The injection points can be determined in different ways. In Brimberg et al. [7], two strategies are specified. The first requires the injection points to be convex combinations of two or more demand points (or facilities, or combinations of the two). The second strategy involves the use of a local search in the continuous problem that can be different from \(L_C\), and that can generate local optima with new and attractive points to add to the set S. However, in the computational experiments, they only use the first strategy with pairs of randomly selected demand points, e.g.,

$$\begin{aligned} Y_j = A_{j_1}/2 + A_{j_2}/2, \end{aligned}$$

where \(Y_j\) is placed at the midpoint of the line segment joining \(A_{j_1}\) and \(A_{j_2}\). The computational results are comparable to basic RLS, suggesting this is only a preliminary study, and more work is needed to develop effective strategies for inserting injection points.

Some interesting features of ARLS are noted:

  • A small example in [6] demonstrates that a multi-start version of basic RLS is not guaranteed to be globally convergent. In this case, the starting solution is a randomly selected combination of p demand points, and Cooper’s algorithm is used to improve the solution in the continuous phase. They show that the optimal solution of the MWP is unattainable under these conditions. On the other hand, injecting median points into the discrete approximation easily fixes this issue.
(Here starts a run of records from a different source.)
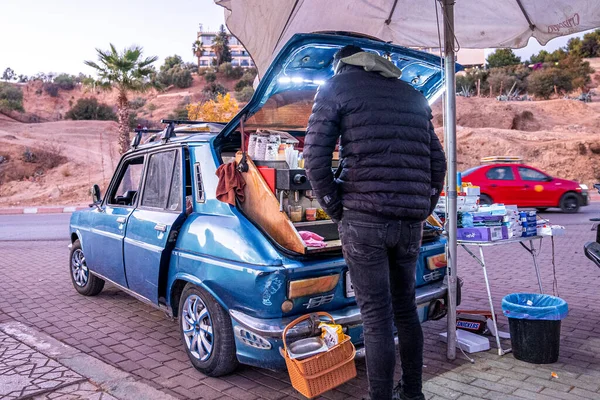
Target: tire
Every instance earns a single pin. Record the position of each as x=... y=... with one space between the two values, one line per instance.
x=569 y=203
x=83 y=281
x=484 y=199
x=206 y=333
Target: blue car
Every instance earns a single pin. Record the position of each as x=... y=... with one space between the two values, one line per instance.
x=160 y=234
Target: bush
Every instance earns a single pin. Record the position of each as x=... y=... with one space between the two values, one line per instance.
x=541 y=83
x=51 y=89
x=11 y=98
x=213 y=89
x=136 y=103
x=210 y=77
x=245 y=94
x=241 y=84
x=90 y=109
x=65 y=81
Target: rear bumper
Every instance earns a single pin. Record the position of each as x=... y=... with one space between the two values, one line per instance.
x=348 y=316
x=259 y=340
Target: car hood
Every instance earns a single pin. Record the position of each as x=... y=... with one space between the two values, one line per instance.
x=305 y=62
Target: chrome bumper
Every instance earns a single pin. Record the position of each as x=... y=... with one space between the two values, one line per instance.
x=348 y=316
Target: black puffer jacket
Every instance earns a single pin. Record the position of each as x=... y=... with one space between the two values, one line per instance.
x=393 y=163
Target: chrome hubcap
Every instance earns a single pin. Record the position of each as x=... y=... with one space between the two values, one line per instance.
x=197 y=328
x=79 y=269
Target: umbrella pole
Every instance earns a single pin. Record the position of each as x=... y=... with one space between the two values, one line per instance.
x=450 y=139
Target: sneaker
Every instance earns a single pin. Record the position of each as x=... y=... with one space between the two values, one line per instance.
x=398 y=394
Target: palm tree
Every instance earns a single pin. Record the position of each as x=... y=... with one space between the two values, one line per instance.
x=197 y=49
x=221 y=46
x=126 y=72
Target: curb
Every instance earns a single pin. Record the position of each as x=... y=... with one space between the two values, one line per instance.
x=41 y=210
x=117 y=383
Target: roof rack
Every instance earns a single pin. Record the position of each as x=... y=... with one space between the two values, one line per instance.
x=501 y=159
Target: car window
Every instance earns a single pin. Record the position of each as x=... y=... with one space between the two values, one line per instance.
x=528 y=174
x=128 y=186
x=158 y=179
x=199 y=184
x=500 y=174
x=175 y=196
x=469 y=171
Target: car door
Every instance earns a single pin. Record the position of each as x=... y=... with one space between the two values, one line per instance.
x=503 y=186
x=537 y=192
x=109 y=222
x=150 y=235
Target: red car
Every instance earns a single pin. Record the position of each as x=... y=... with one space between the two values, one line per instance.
x=525 y=186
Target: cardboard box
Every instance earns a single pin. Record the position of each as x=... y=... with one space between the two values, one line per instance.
x=481 y=234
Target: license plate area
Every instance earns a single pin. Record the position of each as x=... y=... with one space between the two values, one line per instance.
x=348 y=285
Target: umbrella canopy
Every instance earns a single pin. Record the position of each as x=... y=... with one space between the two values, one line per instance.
x=264 y=26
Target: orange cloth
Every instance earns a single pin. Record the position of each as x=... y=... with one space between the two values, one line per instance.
x=231 y=183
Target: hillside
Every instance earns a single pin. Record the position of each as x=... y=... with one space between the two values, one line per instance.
x=561 y=137
x=40 y=107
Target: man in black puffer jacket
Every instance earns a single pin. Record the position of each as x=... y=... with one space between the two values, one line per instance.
x=392 y=171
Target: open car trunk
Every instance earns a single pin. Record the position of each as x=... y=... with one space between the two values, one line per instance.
x=278 y=198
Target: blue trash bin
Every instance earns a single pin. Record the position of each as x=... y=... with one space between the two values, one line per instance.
x=534 y=321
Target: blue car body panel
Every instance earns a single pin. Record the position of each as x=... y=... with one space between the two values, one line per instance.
x=217 y=248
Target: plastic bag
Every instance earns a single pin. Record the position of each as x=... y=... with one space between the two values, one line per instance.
x=534 y=307
x=332 y=334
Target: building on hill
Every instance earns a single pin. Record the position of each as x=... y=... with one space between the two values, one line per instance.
x=239 y=55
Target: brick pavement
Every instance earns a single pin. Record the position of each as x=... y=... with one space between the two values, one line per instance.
x=35 y=289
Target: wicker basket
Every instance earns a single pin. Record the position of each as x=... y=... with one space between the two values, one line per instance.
x=322 y=372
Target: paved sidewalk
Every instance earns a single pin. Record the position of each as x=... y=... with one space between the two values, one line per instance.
x=141 y=342
x=35 y=366
x=41 y=210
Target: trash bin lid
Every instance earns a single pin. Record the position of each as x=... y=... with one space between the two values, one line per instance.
x=534 y=306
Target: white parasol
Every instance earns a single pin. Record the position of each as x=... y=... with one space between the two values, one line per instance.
x=264 y=26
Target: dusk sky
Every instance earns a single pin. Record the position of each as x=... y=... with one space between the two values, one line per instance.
x=57 y=36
  • Adding injection points, for example, median points for the MWP, makes the discrete model a better approximation of the original (continuous) model. By generating all possible local solutions, and adding the obtained facility sites to the set S, the discrete model becomes an equivalent formulation of the continuous one. That is, solving one model automatically solves the other. Thus, we may view the RLS approach as falling within the FSS framework in an asymptotic sense.

5 Conclusions

Many methods for solving global optimization problems are based on changing one formulation to another. These types of methods include dual, primal-dual, Lagrangian, linearization, surrogation, convexification methods, coordinate system change, discrete/continuous reformulations, to mention a few. The main idea of Formulation Space Search (FSS) is to provide the set of formulations for a given problem with some metric or quasi-metric functions. In that way, the (quasi) distance between formulations is introduced, and the search space is extended to the set of formulations as well. Most importantly, in all solution method classes mentioned, the discrete metric function between any two formulations can easily be defined. Those simple facts open an avenue to a new approach where heuristics are developed within the FSS framework. Instead of a single formulation with corresponding solution space, as in the traditional approach, there are now multiple formulations and solution spaces to explore in a structured way. This opens up immense possibilities in designing new and powerful heuristics. For example, it may be that new types of distances in the formulation space will make some hard problems easier to solve.

Computational results demonstrate that the FSS framework can produce simple and effective heuristics that support the less is more (LIMA) philosophy discussed in a separate chapter of this book. The authors hope they have convinced the reader that FSS is an exciting direction for future research.